La totalité de cet échange dialogué se déroule face au miroir. Autrement dit, Neff ne peut pas regarder directement Phyllis. Il doit se contenter de son image, de ce reflet qu’elle lui impose et auquel il se soumet en croyant maîtriser les effets de son petit boniment de séducteur. C’est évidemment tout le contraire qui se produit : elle ne daigne lui faire face qu’une fraction de seconde lorsqu’elle l’interroge sur la nature du contrat d’assurance, avant de quitter le champ sans même attendre la réponse, le laissant seul dos au miroir qui surcadre son reflet, emprisonné sous le contrôle d’une statuette de déesse romaine aux épaules dénudées . Il est ainsi renvoyé à sa fonction d’employé et après avoir attendu sa cliente seul dans le salon, il est obligé de la suivre pour donner suite à sa visite.

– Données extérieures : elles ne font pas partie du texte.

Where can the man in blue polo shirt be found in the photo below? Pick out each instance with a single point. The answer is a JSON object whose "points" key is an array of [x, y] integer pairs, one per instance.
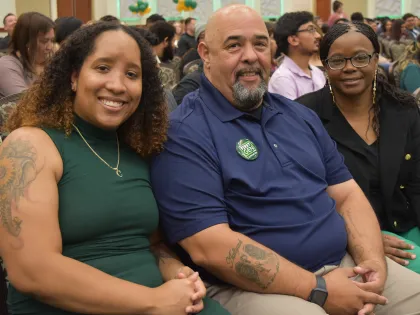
{"points": [[252, 188]]}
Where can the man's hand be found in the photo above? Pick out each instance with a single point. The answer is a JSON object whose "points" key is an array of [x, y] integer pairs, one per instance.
{"points": [[374, 277], [345, 297], [200, 289], [395, 249]]}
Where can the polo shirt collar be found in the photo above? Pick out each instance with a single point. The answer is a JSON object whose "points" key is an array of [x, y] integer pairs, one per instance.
{"points": [[294, 68], [220, 106]]}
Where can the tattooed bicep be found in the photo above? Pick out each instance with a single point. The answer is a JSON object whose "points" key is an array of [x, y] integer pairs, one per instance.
{"points": [[17, 171]]}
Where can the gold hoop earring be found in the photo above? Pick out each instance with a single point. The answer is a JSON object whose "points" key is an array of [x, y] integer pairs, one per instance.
{"points": [[374, 86]]}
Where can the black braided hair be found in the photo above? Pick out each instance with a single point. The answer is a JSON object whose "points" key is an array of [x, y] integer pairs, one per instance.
{"points": [[383, 87]]}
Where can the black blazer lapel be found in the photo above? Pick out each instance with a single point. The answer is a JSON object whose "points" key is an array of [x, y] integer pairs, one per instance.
{"points": [[335, 123], [394, 126]]}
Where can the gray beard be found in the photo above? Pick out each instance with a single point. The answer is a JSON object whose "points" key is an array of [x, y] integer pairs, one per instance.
{"points": [[247, 99]]}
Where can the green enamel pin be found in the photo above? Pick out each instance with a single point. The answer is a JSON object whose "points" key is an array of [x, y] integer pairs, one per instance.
{"points": [[247, 149]]}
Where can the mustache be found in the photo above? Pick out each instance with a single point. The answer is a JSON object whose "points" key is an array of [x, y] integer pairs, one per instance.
{"points": [[245, 70]]}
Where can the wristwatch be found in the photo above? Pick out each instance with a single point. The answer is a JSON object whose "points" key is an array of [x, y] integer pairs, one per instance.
{"points": [[319, 295]]}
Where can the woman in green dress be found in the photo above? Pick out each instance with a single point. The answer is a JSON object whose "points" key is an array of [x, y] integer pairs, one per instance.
{"points": [[78, 216]]}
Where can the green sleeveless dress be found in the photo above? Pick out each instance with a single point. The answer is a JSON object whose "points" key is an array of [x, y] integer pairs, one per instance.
{"points": [[105, 220]]}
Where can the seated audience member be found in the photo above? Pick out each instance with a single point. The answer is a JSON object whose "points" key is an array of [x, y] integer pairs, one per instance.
{"points": [[9, 23], [165, 33], [178, 31], [357, 17], [66, 26], [377, 129], [188, 84], [154, 41], [410, 23], [153, 19], [341, 21], [318, 21], [192, 54], [338, 9], [315, 60], [296, 37], [109, 18], [31, 47], [386, 29], [273, 46], [372, 24], [410, 67], [187, 40], [251, 186], [398, 31], [79, 217]]}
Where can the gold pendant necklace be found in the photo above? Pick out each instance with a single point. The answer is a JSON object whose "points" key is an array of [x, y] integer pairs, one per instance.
{"points": [[116, 169]]}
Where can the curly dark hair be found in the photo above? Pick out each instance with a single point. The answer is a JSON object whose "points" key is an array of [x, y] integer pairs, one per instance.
{"points": [[396, 32], [288, 25], [49, 102], [383, 87]]}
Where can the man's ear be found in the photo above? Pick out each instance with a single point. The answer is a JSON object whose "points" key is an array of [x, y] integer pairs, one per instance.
{"points": [[73, 80], [293, 40], [204, 52], [166, 42]]}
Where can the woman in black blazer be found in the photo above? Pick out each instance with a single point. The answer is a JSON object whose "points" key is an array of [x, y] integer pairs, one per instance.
{"points": [[377, 129]]}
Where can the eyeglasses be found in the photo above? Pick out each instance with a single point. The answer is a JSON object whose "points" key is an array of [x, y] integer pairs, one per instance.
{"points": [[358, 61], [310, 29]]}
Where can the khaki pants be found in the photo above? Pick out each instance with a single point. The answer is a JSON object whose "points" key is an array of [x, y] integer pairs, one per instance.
{"points": [[402, 290]]}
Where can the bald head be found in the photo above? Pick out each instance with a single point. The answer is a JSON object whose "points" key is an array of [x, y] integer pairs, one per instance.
{"points": [[227, 16], [236, 55]]}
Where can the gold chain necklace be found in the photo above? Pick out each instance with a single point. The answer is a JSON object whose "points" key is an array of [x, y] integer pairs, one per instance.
{"points": [[116, 169]]}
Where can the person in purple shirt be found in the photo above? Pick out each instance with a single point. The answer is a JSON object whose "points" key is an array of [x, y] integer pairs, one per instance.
{"points": [[298, 39], [252, 190]]}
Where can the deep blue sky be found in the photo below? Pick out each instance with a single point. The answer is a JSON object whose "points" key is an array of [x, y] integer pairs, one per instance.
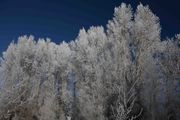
{"points": [[62, 19]]}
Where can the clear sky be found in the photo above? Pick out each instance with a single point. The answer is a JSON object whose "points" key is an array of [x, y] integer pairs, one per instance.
{"points": [[62, 19]]}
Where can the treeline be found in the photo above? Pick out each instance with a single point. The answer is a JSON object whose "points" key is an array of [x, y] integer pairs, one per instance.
{"points": [[126, 72]]}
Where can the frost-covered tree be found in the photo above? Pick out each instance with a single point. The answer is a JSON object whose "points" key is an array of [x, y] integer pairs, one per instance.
{"points": [[125, 72], [88, 48], [170, 66]]}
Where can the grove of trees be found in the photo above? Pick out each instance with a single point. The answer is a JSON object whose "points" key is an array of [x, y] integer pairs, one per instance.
{"points": [[124, 72]]}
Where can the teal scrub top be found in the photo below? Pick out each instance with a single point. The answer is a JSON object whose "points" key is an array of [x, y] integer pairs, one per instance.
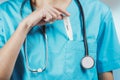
{"points": [[64, 56]]}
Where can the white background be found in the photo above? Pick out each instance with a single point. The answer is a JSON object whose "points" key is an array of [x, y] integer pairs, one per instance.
{"points": [[115, 6]]}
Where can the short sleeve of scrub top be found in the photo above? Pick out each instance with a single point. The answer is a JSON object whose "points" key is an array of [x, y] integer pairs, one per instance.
{"points": [[108, 49], [64, 55]]}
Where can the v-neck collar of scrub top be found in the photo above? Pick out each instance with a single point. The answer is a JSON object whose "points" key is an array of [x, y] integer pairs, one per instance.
{"points": [[26, 10]]}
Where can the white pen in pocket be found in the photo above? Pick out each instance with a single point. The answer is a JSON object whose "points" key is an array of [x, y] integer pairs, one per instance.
{"points": [[68, 27]]}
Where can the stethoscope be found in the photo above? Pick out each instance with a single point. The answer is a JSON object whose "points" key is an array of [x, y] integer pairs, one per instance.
{"points": [[87, 61]]}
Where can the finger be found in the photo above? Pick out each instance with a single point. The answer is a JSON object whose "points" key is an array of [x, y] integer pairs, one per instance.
{"points": [[54, 16], [60, 17], [63, 11], [55, 11]]}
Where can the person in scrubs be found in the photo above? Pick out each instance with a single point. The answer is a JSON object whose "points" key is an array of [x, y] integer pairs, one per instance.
{"points": [[22, 20]]}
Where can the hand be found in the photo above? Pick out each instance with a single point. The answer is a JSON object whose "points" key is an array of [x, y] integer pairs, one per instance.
{"points": [[44, 14]]}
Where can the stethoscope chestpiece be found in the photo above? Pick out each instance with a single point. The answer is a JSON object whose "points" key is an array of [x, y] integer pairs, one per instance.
{"points": [[87, 62]]}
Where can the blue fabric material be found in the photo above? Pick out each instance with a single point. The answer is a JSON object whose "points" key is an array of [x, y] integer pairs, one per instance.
{"points": [[64, 55]]}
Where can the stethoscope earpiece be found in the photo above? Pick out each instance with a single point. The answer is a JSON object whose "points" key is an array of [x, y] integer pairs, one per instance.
{"points": [[87, 62]]}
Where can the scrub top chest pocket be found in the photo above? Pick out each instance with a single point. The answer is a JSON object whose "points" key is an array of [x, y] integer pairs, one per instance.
{"points": [[74, 52]]}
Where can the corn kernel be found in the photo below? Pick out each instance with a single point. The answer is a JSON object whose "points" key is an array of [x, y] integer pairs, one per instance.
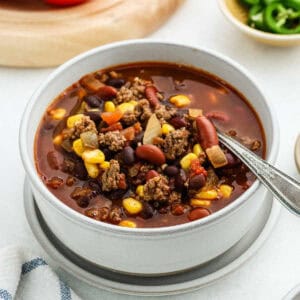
{"points": [[125, 107], [200, 203], [186, 161], [197, 149], [127, 223], [93, 156], [132, 205], [133, 102], [207, 195], [74, 119], [180, 100], [58, 113], [92, 170], [105, 165], [57, 140], [109, 106], [140, 190], [78, 147], [226, 190], [167, 128]]}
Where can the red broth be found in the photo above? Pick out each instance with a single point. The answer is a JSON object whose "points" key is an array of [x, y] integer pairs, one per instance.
{"points": [[230, 110]]}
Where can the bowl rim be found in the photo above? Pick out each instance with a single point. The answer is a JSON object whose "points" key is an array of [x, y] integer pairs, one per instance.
{"points": [[255, 32], [77, 217]]}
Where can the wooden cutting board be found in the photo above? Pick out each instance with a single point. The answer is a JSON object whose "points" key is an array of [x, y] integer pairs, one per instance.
{"points": [[33, 34]]}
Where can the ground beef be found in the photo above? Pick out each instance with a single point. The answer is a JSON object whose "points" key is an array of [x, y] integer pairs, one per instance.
{"points": [[157, 189], [129, 118], [174, 197], [142, 110], [175, 143], [130, 92], [84, 125], [114, 140], [82, 195], [111, 177], [164, 112]]}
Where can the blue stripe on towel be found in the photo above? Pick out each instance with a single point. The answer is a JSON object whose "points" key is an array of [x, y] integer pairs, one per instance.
{"points": [[5, 295], [65, 292], [32, 264]]}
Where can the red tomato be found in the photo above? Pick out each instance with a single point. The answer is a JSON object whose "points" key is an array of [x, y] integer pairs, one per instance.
{"points": [[64, 2]]}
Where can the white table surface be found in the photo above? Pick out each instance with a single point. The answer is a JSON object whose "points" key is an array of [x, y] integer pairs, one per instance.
{"points": [[275, 269]]}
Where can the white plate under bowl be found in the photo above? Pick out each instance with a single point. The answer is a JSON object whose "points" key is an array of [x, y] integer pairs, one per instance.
{"points": [[152, 286]]}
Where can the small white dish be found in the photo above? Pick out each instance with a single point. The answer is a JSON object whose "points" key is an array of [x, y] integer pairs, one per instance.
{"points": [[61, 257], [237, 15]]}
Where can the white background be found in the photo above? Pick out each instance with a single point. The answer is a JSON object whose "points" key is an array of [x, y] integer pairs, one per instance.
{"points": [[275, 269]]}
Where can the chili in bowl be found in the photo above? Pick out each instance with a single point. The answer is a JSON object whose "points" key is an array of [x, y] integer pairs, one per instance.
{"points": [[125, 161]]}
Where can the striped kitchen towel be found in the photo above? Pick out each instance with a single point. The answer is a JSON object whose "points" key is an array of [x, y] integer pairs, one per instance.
{"points": [[24, 276]]}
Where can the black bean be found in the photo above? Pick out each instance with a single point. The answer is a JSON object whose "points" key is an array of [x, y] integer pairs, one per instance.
{"points": [[79, 171], [53, 160], [171, 170], [197, 182], [93, 101], [94, 115], [128, 155], [115, 82], [180, 180], [232, 160], [147, 211]]}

La chaînette et les menottes

Lorsque Neff la rejoint, Phyllis est assise dans un fauteuil du salon et lui prend place sur l’un des montants du sofa. C’est donc à son tour d’occuper une position surplombante, en un renversement des rapports de force qui n’est naturellement qu’illusoire. Car son regard est une nouvelle fois polarisé par une particularité que Phyllis s’ingénie à bien mettre en évidence : la chaînette qu’elle porte autour de l’une de ses chevilles. Dès que l’assureur en fait mention, elle feint de la soustraire à son champ de vision, tandis qu’il expose son argumentaire professionnel et sollicite un entretien avec Monsieur Dietrichson pour formaliser les contrats. Mais le mal est fait : le personnage tout comme le spectateur n’ont plus d’yeux que pour cette parure dont la propriétaire n’ignore visiblement aucun des effets.

À ce moment-là, elle se lève puis va-et-vient plusieurs fois devant la cheminée en faisant tourner son tube de rouge à lèvres entre ses mains, comme si elle réfléchissait à quelque chose – sans doute est-elle déjà en train de songer à la manière dont elle pourrait utiliser l’assureur pour se débarrasser de son époux. Toujours est-il que lorsqu’elle se rassoit dans le fauteuil, elle replace négligemment ses jambes dans leur position initiale, ce qui ne manque pas de troubler Neff qui l’interroge une seconde fois au sujet de cette cheville envoûtante (« Qu’y a-t-il de gravé sur votre chaînette ? »). Le « poisson » est bel et bien « ferré » et ne pourra plus sortir du « bocal » des Dietrichson. L’élément de décoration d’abord insignifiant prend désormais tout son sens.

Il faut par ailleurs préciser que le fameux bracelet de cheville qui sert d’appât n’est pas un bijou très courant dans les années 40. Il constitue même une curiosité qui a souvent été relevée. C’est une pure idée de Billy Wilder. Il lui fallait trouver le moyen d’érotiser une partie du corps qui puisse être montrée plein cadre sans affoler les ligues de décence. Il a donc pensé à cette chaînette, qui remplit son office de manière particulièrement ingénieuse et efficace.

La séquence se termine sur un nouvel échange de dialogues à double-entente. Quand Neff annonce avec un air entendu que finalement il ne tient plus du tout à rencontrer le souscripteur des contrats, Phyllis lui rétorque que « la vitesse est limitée à 70km/h dans cet état » et qu’il « roule » beaucoup trop vite. L’assureur surenchérit, appelle son interlocutrice « Monsieur l’agent » et l’invite à « descendre de moto » pour « le verbaliser ». Afin de s’assurer de la prégnance de son emprise, la femme fatale poursuit dans le même registre en précisant que « si un avertissement ne suffit pas », elle devra lui « passer les menottes ». Un bracelet de cheville contre un bracelet de poignets en somme, permettant qui plus est le franchissement d’un degré supplémentaire dans les sous-entendus à caractère sexuel. Quand Neff quitte les lieux, rendez-vous est pris pour le lendemain. Sans encore s’en douter, la proie est déjà prête à servir la prime. L’assureur prend congé pour aller courir à sa perte.